De sus años en el Seminario Pontificio Santo Tomás de Aquino al que entró el ocho de mayo de 1948, recuerda a su segundo rector, el padre Ceferino Ruiz, a sus instructores Ignacio Lamamiere de Clairac, Láutico García, José María Uranga, el padre Álvarez… Después de obtener licenciatura en Filosofía en la Universidad de Santo Domingo, viajó a la Pontificia Universidad Lateranense de Roma donde estudió Derecho Canónico. Hizo cursos de pastoral de conjunto, fue delegado en encuentros del CELAM, construyó parroquia en Bonao, donde estuvo varios años, fue párroco de San Francisco de Macorís hasta que fue electo obispo Mao-Montecristi cuando se creó la diócesis el 15 de enero de 1978, dos meses antes de que el Nuncio Giovanni Gravelli lo ordenara obispo, el cuatro de marzo.

Este 2005, arriba a la edad de su renuncia que no se sabe si aceptará o no el Santo Padre. De ninguna manera se retirará de Mao. Entregará la casa donde vive, el vehículo en que se moviliza, y cargará la misma humilde maleta con que llegó hace 27 años, pero no se desvinculará de la Iglesia y morirá en Valverde en cuya catedral quiere ser enterrado.

Todavía, empero, no piensa en despedidas ni partidas.
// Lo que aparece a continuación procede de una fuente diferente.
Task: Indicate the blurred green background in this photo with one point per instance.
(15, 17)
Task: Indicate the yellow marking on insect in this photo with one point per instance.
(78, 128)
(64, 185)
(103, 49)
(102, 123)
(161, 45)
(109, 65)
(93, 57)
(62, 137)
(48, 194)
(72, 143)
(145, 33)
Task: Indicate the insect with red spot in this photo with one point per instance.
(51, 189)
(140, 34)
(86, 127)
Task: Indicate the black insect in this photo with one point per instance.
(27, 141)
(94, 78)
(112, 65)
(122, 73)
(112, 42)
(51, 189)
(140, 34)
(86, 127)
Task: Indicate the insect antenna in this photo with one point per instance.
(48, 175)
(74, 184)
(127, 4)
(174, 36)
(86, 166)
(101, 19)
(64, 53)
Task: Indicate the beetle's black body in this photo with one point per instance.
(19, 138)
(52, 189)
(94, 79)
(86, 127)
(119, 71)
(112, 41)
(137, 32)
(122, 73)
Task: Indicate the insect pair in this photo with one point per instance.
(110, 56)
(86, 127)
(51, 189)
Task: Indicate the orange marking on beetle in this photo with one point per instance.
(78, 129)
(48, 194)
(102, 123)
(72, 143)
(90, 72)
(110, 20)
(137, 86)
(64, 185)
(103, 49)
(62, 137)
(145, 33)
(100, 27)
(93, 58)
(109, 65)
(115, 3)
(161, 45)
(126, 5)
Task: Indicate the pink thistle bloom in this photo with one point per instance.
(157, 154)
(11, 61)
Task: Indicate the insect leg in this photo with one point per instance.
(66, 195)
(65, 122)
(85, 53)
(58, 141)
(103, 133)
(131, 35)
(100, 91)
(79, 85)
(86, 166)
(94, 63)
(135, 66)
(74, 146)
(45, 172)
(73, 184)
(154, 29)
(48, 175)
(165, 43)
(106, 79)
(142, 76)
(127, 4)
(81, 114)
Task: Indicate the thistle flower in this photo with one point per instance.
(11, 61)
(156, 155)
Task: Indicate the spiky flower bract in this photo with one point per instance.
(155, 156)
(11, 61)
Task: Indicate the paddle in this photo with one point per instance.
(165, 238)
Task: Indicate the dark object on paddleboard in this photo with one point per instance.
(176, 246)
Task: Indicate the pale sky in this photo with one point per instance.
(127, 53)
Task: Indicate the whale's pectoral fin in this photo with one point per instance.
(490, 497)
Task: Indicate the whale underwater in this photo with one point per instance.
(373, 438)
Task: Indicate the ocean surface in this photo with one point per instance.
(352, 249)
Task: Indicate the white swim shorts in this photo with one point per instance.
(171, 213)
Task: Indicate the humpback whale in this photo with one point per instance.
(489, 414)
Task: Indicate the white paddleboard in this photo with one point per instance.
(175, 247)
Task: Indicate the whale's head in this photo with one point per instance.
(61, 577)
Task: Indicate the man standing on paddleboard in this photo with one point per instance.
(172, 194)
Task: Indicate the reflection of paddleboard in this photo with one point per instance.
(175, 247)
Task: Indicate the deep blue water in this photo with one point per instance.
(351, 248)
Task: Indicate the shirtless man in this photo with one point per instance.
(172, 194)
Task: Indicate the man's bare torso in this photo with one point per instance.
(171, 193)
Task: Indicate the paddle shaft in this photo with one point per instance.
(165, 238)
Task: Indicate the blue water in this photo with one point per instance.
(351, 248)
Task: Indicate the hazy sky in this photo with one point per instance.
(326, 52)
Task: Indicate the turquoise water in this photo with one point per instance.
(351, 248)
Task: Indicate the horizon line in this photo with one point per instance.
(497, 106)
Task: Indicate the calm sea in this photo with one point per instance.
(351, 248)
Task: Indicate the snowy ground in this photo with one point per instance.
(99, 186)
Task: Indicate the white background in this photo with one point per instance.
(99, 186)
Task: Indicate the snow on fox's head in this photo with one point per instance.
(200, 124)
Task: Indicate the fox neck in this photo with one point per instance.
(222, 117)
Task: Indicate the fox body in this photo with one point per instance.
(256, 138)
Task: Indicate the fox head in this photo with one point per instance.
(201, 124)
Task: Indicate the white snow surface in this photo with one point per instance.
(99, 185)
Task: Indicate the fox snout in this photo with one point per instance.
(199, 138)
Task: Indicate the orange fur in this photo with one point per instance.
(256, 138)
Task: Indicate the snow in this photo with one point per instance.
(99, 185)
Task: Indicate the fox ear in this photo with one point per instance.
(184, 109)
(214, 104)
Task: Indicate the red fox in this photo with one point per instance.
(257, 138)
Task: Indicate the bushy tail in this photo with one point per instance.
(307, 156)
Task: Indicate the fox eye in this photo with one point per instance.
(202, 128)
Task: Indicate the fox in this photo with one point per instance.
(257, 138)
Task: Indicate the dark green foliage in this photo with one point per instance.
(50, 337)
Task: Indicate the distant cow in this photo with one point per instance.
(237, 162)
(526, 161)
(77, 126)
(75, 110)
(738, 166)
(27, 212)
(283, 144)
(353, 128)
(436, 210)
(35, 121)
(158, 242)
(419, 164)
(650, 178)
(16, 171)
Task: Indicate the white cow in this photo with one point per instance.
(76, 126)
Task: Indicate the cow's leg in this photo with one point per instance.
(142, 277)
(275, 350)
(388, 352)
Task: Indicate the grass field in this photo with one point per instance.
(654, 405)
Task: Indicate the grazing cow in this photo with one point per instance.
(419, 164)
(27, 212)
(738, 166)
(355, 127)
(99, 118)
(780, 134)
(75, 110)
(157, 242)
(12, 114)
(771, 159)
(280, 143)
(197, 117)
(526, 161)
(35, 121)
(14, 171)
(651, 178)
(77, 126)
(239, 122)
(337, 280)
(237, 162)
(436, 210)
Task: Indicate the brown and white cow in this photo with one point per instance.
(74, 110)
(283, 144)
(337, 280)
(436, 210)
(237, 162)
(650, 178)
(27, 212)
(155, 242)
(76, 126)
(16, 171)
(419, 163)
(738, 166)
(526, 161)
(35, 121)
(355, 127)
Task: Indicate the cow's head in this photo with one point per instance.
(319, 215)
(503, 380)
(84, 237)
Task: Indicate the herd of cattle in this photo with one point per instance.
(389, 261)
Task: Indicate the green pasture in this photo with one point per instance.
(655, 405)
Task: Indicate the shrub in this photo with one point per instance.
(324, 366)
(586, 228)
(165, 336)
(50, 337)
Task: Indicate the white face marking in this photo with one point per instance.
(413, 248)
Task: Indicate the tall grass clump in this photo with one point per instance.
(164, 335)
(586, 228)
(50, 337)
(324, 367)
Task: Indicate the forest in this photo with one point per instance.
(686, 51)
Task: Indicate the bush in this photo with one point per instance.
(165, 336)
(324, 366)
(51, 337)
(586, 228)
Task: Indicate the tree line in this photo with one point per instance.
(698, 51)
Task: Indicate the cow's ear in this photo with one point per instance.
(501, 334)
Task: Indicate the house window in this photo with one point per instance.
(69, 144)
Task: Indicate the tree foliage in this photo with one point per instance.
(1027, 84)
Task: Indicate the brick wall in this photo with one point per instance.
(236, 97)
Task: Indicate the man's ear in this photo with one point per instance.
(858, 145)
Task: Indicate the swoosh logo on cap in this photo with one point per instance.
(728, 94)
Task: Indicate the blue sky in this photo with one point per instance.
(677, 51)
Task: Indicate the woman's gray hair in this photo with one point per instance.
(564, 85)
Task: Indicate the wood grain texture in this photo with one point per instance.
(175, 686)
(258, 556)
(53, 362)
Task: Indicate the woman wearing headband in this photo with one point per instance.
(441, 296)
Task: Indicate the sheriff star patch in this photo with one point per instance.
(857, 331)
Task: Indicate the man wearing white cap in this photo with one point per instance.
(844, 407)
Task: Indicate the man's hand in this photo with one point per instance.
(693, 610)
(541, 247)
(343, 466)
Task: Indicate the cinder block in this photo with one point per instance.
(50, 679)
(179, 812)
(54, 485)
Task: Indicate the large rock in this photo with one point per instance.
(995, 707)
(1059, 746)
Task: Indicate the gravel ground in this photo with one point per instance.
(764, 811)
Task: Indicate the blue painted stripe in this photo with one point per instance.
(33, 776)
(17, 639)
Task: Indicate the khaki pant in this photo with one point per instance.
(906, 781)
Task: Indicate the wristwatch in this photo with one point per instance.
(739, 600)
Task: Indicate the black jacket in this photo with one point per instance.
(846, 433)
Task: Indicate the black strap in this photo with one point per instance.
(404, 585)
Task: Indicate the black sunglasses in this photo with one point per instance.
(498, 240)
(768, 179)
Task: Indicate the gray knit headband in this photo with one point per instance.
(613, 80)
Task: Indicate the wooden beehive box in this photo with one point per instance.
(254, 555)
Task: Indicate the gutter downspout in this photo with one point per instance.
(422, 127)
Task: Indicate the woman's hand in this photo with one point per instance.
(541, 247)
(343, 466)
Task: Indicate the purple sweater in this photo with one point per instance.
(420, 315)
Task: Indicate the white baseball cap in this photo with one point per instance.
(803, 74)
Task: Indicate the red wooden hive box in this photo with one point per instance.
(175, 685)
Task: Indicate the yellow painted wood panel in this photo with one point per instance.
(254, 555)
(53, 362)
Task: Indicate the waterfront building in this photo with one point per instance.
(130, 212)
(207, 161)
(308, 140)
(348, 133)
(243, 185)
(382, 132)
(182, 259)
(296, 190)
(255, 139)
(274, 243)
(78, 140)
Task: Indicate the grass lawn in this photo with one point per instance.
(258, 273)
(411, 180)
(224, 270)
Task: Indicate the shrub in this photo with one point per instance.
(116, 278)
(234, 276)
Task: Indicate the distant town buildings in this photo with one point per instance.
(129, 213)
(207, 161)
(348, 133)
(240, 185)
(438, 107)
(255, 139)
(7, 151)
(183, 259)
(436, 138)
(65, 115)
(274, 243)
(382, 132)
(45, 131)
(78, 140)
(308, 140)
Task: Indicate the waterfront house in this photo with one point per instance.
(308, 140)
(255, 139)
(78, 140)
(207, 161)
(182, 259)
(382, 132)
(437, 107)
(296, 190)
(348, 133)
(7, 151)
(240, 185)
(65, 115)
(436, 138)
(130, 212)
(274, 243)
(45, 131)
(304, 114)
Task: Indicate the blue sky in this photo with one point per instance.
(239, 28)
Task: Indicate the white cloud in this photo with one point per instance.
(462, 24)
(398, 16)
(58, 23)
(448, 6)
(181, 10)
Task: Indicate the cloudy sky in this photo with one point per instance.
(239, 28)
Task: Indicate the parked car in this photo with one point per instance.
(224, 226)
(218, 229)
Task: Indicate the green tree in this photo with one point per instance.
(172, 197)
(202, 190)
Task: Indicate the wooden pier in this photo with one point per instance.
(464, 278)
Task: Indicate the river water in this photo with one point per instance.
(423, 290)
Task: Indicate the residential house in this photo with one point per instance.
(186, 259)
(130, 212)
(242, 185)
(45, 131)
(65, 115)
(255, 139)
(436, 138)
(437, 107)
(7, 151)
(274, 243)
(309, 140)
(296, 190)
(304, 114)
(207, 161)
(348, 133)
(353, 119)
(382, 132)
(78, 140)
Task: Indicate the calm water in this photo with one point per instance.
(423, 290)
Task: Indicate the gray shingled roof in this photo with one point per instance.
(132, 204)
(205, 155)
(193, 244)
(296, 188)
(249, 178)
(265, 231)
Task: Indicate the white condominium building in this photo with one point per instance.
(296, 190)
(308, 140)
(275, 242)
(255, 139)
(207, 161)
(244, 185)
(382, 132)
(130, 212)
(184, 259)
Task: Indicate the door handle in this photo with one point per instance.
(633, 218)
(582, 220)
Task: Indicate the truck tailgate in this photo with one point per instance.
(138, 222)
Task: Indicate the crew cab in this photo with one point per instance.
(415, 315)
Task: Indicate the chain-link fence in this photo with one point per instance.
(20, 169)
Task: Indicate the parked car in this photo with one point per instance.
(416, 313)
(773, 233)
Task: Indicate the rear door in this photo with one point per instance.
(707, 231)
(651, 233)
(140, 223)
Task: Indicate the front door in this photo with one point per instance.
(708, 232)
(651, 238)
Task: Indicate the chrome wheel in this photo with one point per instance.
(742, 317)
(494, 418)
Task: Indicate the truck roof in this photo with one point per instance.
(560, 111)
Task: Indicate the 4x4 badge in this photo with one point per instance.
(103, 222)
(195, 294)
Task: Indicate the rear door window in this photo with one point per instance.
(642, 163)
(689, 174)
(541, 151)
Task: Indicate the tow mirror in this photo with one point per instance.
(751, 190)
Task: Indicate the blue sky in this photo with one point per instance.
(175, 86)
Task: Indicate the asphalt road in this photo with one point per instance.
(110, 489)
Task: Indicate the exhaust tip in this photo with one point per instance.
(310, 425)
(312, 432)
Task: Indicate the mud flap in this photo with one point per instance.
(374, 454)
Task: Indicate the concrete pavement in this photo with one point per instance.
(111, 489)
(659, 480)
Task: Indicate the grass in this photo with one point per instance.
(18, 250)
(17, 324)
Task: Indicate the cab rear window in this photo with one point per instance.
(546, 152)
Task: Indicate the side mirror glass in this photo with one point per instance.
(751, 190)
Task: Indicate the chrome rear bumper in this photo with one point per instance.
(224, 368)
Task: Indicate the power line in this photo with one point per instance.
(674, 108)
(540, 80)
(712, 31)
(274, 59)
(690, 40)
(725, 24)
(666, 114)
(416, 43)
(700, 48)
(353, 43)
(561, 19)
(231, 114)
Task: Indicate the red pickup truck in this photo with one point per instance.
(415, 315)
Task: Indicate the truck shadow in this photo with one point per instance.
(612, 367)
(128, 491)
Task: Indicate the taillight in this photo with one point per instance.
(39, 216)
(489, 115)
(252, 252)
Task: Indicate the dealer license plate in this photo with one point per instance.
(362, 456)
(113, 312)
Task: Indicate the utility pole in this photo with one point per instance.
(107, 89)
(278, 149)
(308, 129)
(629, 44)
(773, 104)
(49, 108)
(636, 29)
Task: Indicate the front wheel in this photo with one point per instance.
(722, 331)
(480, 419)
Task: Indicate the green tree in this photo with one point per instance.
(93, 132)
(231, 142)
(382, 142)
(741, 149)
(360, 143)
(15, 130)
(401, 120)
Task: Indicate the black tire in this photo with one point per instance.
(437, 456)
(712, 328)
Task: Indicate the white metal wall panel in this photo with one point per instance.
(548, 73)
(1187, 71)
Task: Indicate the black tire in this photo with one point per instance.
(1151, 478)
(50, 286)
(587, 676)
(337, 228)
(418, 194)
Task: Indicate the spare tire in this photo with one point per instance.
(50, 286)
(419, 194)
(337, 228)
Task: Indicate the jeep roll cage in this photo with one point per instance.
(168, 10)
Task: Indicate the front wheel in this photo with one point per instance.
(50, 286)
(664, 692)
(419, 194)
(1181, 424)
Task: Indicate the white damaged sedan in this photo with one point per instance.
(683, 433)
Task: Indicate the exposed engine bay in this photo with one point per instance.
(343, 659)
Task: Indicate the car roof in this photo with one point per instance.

Lo único que hace, por ahora, es pedir perdón. “A todos los que, quizás sin pretenderlo, he podido ofender, disgustar, en estos cincuenta años de sacerdocio, en estos 27 de obispo, me daría mucho gusto que se acercaran a mí y me expresaran su perdón, que yo les solicito con mucha humildad… Que todo el mundo sepa que perdono, que no hay en mí ningún sentimiento de rencor…”.